For Your Consideration, Christopher Guest’s 2006 satirical mockumentary skewering the absurdities of Hollywood’s awards season, arrived on Blu-ray in 2024 from Warner Archive. While it may lack the same devoted cult following as some of Guest’s most iconic ensemble comedies like This Is Spinal Tap or Best in Show, this biting send-up of the film industry’s propensity to devour its own in the mad pursuit of Oscar gold remains one of his most underrated and increasingly relevant works.
This doesn’t go to 11, more like 7.5
Assembling his usual repertory company of gifted improvisers, including Catherine O’Hara, Harry Shearer, Eugene Levy, Fred Willard, and Parker Posey, Guest takes aim at the insidious machinery of awards season buzz, presaging how much the internet and social media have warped that process in the years since. While it may sacrifice some of the warmth and affection Guest clearly holds for his lovable oddballs in films like Waiting for Guffman and A Mighty Wind, For Your Consideration makes up for it with a lacerating specificity, tapping into the narcissism and desperation that fuel the annual gladiatorial contest for Hollywood’s shiniest trophies.
For Your Consideration really got forgotten post Best in Show
I remember when For Your Consideration arrived in theaters and I think most expected a different movie. Mind you, this was an era before The Office and other mockumentary style shows dominated everything. Hell, Arrested Development treaded in this ground too early and got struck down. While my personal Christopher Guest favorite A Mighty Wind predated For Your Consideration, it feels like a lot of his movies needed angle. A comedy about a niche production about a niche segment of Hollywood doesn’t feel strong enough to carry a feature film. Even with this cast.
While Posey, O’Hara, Shearer and Levy get their moments…there is this undercurrent of forcing a B narrative that doesn’t quite fit. I get it was 2006 and the trope wasn’t so overplayed, but most of America doesn’t give a shit about Hollywood and its industry competitions. I say this as the Academy Awards nominations approach, but it still holds true. It’s possible to have interest in the proceedings from a historical standpoint, but it requires a lot of a mainstream audience to care.
Christopher Guest isn’t for everyone
Young people really don’t dig Christopher Guest, but I guess that’s due to everyone stuffing the mockumentary format down their throat. So many forget how in the 00s, it was rather fresh and interesting. More people associated it with Guest’s style and less with every other sitcom NBC forced to air. But, that’s the rub with studying cinema, you have to look at it as a complete timeline. Thankfully, For Your Consideration gets a fun little time capsule in this Blu-ray. Although, most of the special features are ports over from the old Blu-ray.
Back to the movie for a moment, even the movie in a movie concept is really thin. It’s a wartime look at Southern Jews coming together for a religious Holiday.

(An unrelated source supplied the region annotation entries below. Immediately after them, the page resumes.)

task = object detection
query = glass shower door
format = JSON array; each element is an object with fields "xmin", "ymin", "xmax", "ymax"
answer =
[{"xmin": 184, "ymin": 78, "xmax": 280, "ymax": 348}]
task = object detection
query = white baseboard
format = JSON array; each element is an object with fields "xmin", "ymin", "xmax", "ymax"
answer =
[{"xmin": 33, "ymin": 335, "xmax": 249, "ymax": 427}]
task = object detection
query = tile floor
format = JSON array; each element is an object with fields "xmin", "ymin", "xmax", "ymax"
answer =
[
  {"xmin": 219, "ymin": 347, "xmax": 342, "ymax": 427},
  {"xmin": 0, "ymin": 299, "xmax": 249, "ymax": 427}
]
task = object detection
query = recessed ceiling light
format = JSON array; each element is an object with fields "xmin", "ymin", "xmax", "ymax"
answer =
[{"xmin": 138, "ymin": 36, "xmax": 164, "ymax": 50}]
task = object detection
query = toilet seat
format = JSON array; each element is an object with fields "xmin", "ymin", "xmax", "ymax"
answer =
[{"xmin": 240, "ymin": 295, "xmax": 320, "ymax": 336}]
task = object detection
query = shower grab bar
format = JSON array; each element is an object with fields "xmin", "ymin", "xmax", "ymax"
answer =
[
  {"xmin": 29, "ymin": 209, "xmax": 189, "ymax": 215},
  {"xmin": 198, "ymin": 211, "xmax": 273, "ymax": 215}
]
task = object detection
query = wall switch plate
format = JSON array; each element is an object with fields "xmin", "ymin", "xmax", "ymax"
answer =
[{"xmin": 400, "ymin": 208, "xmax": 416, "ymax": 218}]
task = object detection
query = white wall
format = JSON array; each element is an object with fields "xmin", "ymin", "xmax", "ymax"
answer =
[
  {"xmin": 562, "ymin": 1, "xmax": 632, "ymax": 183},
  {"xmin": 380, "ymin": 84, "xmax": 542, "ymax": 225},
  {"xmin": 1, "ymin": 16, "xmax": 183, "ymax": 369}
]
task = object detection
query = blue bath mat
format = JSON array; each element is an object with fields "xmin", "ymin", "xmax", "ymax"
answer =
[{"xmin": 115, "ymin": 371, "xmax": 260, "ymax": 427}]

I know that we’re in the waning days of inclusivity existing in America, but the appeal of the central story that every other story in this film draws its collective power is paper thin.

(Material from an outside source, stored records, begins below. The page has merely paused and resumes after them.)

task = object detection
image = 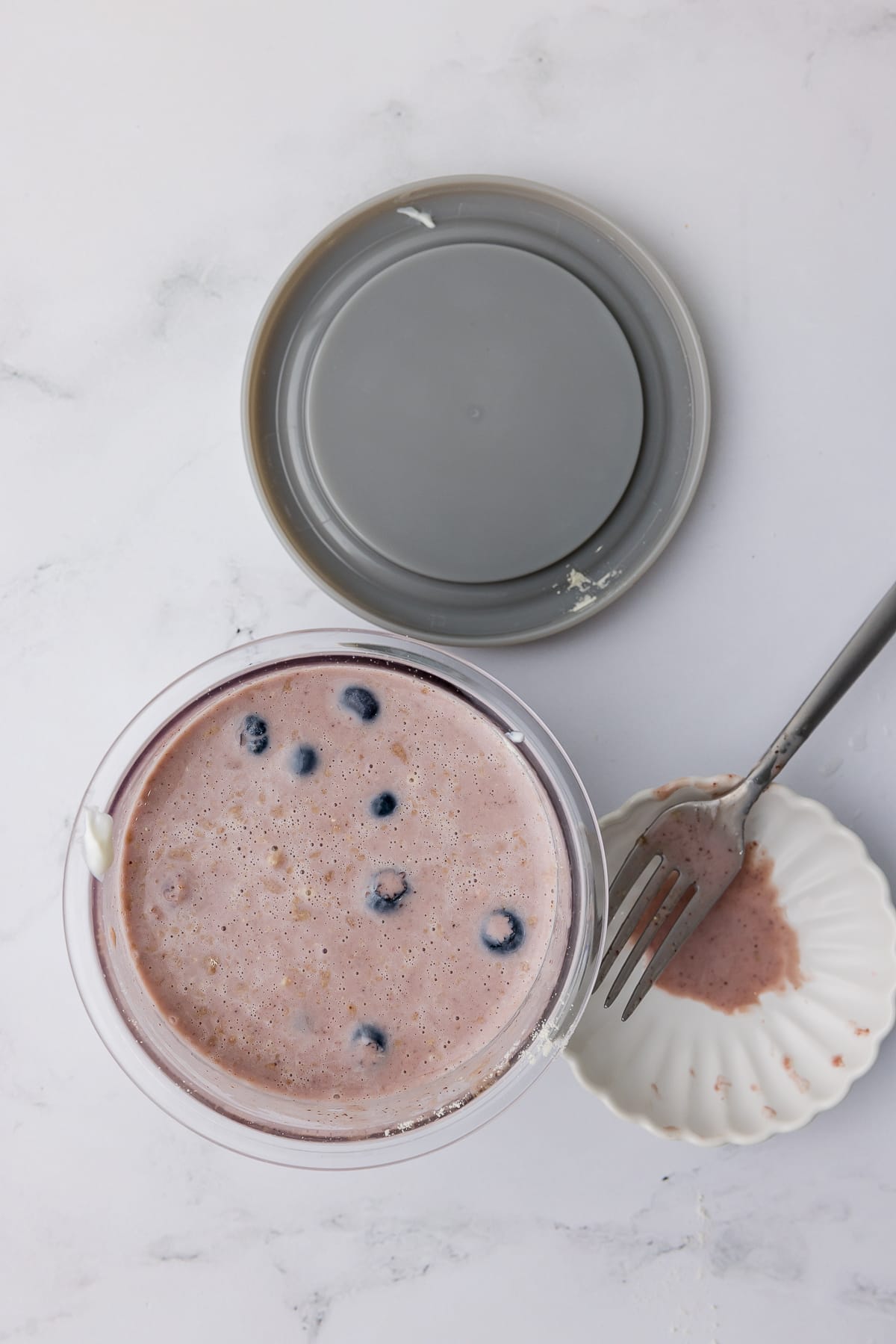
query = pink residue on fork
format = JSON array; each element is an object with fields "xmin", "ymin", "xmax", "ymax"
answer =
[{"xmin": 647, "ymin": 840, "xmax": 803, "ymax": 1013}]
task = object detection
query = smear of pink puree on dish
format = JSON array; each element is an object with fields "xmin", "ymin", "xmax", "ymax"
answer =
[{"xmin": 657, "ymin": 840, "xmax": 803, "ymax": 1013}]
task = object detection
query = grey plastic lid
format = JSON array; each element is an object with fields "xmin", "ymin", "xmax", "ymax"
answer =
[{"xmin": 243, "ymin": 177, "xmax": 709, "ymax": 644}]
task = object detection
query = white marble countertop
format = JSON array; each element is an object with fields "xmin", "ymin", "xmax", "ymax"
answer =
[{"xmin": 0, "ymin": 0, "xmax": 896, "ymax": 1344}]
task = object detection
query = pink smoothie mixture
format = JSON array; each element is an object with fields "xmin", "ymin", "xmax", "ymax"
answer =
[{"xmin": 119, "ymin": 661, "xmax": 571, "ymax": 1100}]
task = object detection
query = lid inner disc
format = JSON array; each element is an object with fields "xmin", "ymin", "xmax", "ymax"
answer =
[{"xmin": 304, "ymin": 244, "xmax": 644, "ymax": 583}]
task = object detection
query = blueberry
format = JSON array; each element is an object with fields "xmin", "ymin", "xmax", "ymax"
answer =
[
  {"xmin": 289, "ymin": 746, "xmax": 317, "ymax": 774},
  {"xmin": 371, "ymin": 789, "xmax": 398, "ymax": 817},
  {"xmin": 479, "ymin": 907, "xmax": 525, "ymax": 956},
  {"xmin": 335, "ymin": 685, "xmax": 380, "ymax": 723},
  {"xmin": 352, "ymin": 1021, "xmax": 388, "ymax": 1055},
  {"xmin": 367, "ymin": 868, "xmax": 411, "ymax": 915},
  {"xmin": 239, "ymin": 713, "xmax": 267, "ymax": 755}
]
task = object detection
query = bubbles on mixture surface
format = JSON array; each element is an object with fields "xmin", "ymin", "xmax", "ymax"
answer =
[{"xmin": 122, "ymin": 666, "xmax": 558, "ymax": 1102}]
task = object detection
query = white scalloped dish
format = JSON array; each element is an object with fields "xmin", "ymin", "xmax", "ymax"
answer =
[{"xmin": 567, "ymin": 775, "xmax": 896, "ymax": 1145}]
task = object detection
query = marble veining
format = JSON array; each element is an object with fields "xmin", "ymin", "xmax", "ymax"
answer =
[{"xmin": 0, "ymin": 0, "xmax": 896, "ymax": 1344}]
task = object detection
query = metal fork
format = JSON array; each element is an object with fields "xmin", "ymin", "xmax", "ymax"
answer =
[{"xmin": 595, "ymin": 583, "xmax": 896, "ymax": 1021}]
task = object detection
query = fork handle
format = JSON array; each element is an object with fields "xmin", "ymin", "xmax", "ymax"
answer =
[{"xmin": 741, "ymin": 583, "xmax": 896, "ymax": 806}]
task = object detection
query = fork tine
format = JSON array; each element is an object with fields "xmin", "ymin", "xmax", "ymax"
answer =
[
  {"xmin": 607, "ymin": 836, "xmax": 657, "ymax": 923},
  {"xmin": 595, "ymin": 856, "xmax": 672, "ymax": 989},
  {"xmin": 622, "ymin": 887, "xmax": 728, "ymax": 1021},
  {"xmin": 605, "ymin": 871, "xmax": 693, "ymax": 1008}
]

Final thoughts and Blu-ray talk
And yet, for all its cynicism, there is a strange sort of hope that underlines For Your Consideration’s bleak vision of Hollywood. In the film’s final moments, as Marilyn sits alone in her dressing room after the final indignity of the awards season has been visited upon her, there is a sense that even in the face of such overwhelming emptiness and artifice, the desire to create something meaningful and authentic still endures.
It’s this belief in the power of art to transcend the machinations of commerce and celebrity that ultimately makes For Your Consideration such a powerful and enduring work. And now, thanks to its new Blu-ray release from the Warner Archive Collection, viewers can experience that power in stunning high definition, with a wealth of bonus features that offer new insights into the film’s production and legacy.
Chief among these is a newly-recorded audio commentary track featuring Christopher Guest and Eugene Levy, who co-wrote the film’s screenplay. The track is a treasure trove of insights into the film’s production, with Guest and Levy offering fascinating anecdotes about everything from the casting process to the challenges of crafting such a biting satire of an industry that they have both worked in for decades.